# Amyris EO



## MF-Alpines (Mar 29, 2010)

Has anyone used amyris eo? It's supposed to smell similar to sandalwood.


----------



## Guest (Mar 29, 2011)

No, never have..love true sandalwood but so expensive... 
Barb


----------



## tmfinley (Feb 21, 2008)

If you try it, let us know how it is!


----------



## MF-Alpines (Mar 29, 2010)

MRFBarbara said:


> No, never have..love true sandalwood but so expensive...
> Barb


Yes, it is! $1300/lb and up. No can do!

LOL. I don't even know what sandalwood smells like. I only like to make soaps that I like the aroma of. Guess I'll have to take a trip to the health food store and take a whiff of their's.

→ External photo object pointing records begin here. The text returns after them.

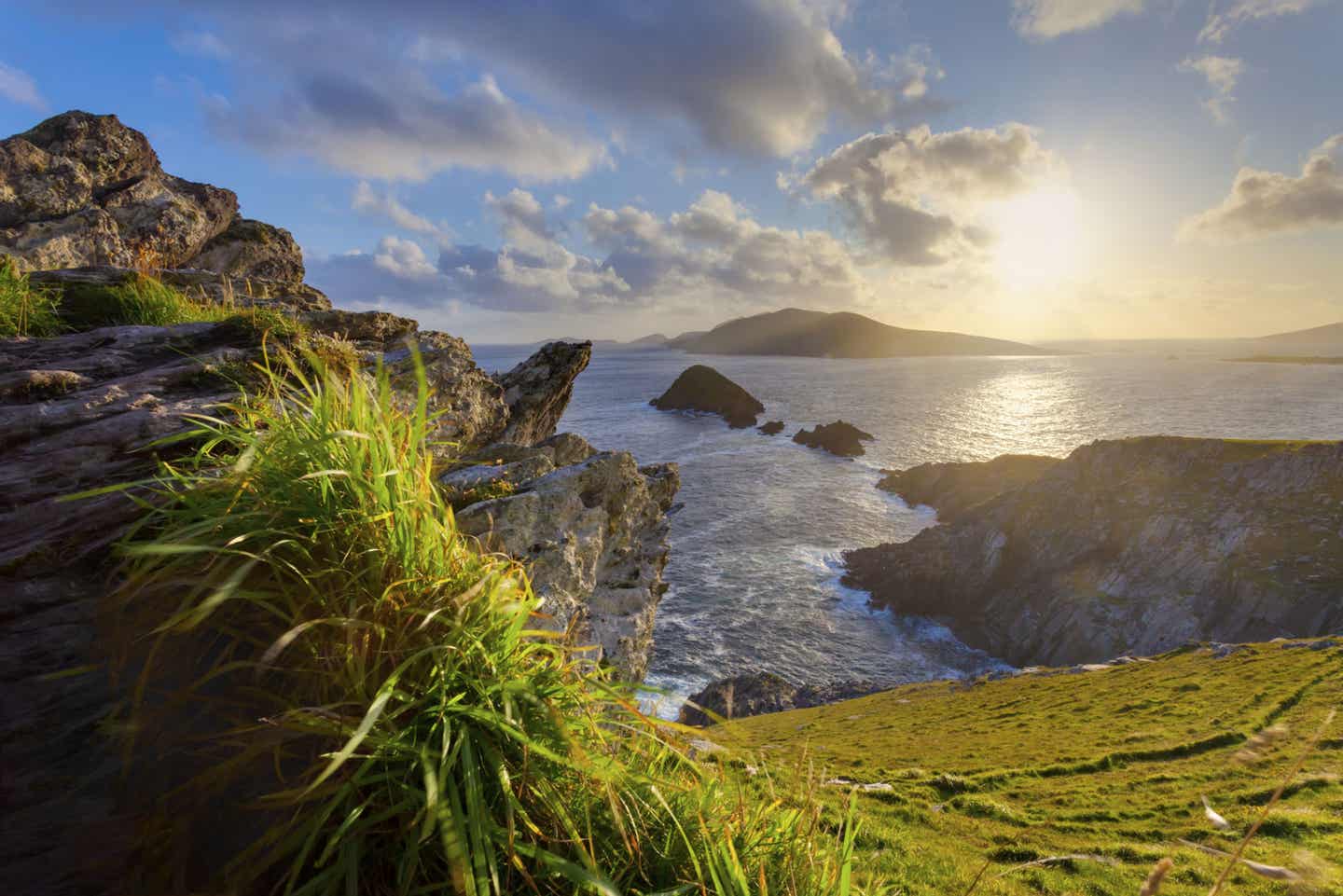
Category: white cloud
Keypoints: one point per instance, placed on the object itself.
(1267, 201)
(1045, 19)
(1237, 12)
(199, 43)
(18, 86)
(399, 127)
(1223, 74)
(913, 197)
(369, 201)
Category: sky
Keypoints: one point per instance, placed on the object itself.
(520, 170)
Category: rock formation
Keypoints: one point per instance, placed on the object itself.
(81, 410)
(844, 439)
(755, 694)
(85, 189)
(952, 488)
(1132, 545)
(704, 389)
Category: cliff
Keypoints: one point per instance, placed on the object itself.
(89, 407)
(839, 335)
(1132, 545)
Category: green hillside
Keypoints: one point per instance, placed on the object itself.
(1110, 764)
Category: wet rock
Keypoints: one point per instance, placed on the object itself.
(1132, 545)
(704, 389)
(755, 694)
(844, 439)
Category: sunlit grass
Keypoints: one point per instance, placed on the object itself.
(299, 610)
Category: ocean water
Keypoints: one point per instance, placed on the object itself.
(755, 548)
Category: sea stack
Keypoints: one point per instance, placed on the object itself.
(704, 389)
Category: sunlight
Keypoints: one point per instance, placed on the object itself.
(1041, 238)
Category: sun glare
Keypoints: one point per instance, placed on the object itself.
(1041, 238)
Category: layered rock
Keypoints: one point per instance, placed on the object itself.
(1134, 545)
(756, 694)
(704, 389)
(839, 438)
(954, 488)
(82, 189)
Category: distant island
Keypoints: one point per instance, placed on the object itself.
(1288, 359)
(837, 335)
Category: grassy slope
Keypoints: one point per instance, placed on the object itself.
(1110, 762)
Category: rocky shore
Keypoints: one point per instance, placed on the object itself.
(85, 195)
(1126, 547)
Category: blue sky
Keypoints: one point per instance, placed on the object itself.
(510, 171)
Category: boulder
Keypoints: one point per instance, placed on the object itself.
(594, 538)
(838, 438)
(252, 249)
(755, 694)
(704, 389)
(537, 390)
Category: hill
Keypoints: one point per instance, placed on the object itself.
(1327, 335)
(838, 335)
(1108, 764)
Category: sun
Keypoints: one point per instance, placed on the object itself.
(1041, 238)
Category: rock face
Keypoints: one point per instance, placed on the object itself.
(838, 438)
(84, 189)
(954, 488)
(756, 694)
(1134, 545)
(702, 389)
(79, 411)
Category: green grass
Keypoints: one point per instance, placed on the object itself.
(338, 694)
(24, 310)
(1107, 764)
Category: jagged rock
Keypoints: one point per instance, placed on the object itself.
(952, 488)
(1132, 545)
(594, 538)
(704, 389)
(537, 390)
(755, 694)
(253, 249)
(838, 438)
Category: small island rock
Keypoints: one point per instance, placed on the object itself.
(704, 389)
(838, 438)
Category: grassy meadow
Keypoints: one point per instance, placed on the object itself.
(1107, 765)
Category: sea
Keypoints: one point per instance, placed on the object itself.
(756, 540)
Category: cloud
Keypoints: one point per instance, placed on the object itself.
(399, 127)
(199, 43)
(1046, 19)
(18, 86)
(712, 255)
(1237, 12)
(369, 201)
(913, 197)
(1223, 73)
(1264, 201)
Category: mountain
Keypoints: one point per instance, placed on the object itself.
(837, 335)
(1330, 334)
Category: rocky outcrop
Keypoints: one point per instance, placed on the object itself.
(704, 389)
(537, 390)
(954, 488)
(1134, 545)
(82, 189)
(755, 694)
(844, 439)
(592, 535)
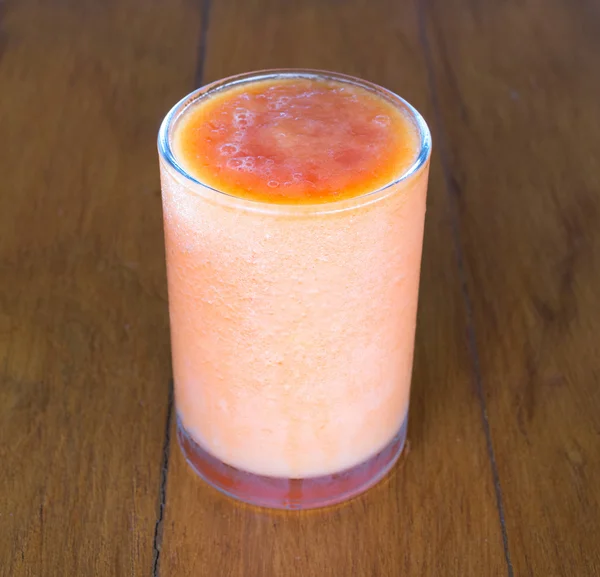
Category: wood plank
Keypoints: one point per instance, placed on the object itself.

If I try the amaryis, I'll let you know.


----------



## beaglady (Jan 16, 2008)

I've used it in blends where I want a woody note, but not by itself. Its just fine for that. It doesn't have the tiny note of sharpness that I like about real sandalwood EO. 

Diane W
Brushwood Farm


----------



## grandmajo (May 22, 2008)

I bought some of the Amyris EO from Wholesale Supplies and used it in a batch of liquid soap that I made. I was very disappointed, I loved the smell when I opened the bottle, but it just totally disappeared in the soap


----------



## MF-Alpines (Mar 29, 2010)

grandmajo said:


> I bought some of the Amyris EO from Wholesale Supplies and used it in a batch of liquid soap that I made. I was very disappointed, I loved the smell when I opened the bottle, but it just totally disappeared in the soap


That's good to know. Thanks, Jonell.


----------